Talk:AC-3 algorithm
The pseudocode seems wrong to me, the arc-reduce(x,y) function only reduces the domain of x, therefore you also need to call arc-reduce(y,x) to reduce the domain of y (and arc-reduce(x,y) again if the domain of y was indeed reduced, and arc-reduce(y,x) again if the domain of x was reduced again, and so on...) if you want to treat an (x,y) in the worklist as a couple of variables for which there exists a R2(x,y) or R2(y,x) rather than just a directed constraint from x to y R2(x,y). The code would be much simpler with the latter solution (and I bet this is how it was before it was improperly modified).
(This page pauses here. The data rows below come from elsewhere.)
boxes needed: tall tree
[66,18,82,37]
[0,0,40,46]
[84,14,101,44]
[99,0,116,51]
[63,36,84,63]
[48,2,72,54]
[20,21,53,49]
You just need to change
worklist := { (x, y) | there exists a relation R2(x, y) or a relation R2(y, x) }
to
worklist := { (x, y) | there exists a relation R2(x, y) }
(you'll get a second couple (y,x) in the worklist if there exists a relation R2(y,x)) and
worklist := worklist + { (z, x) | z != y and there exists a relation R2(x, z) or a relation R2(z, x) }
to
worklist := worklist + { (z, x) | there exists a relation R2(z, x) }
(therefore if the domain of x is reduced when checking a constraint R2(x,y), (y,x) is put in the worklist too and you don't have to go through the process I mentionned at the beginning).
I don't think I've missed something, but I won't correct it before someone double-checks that.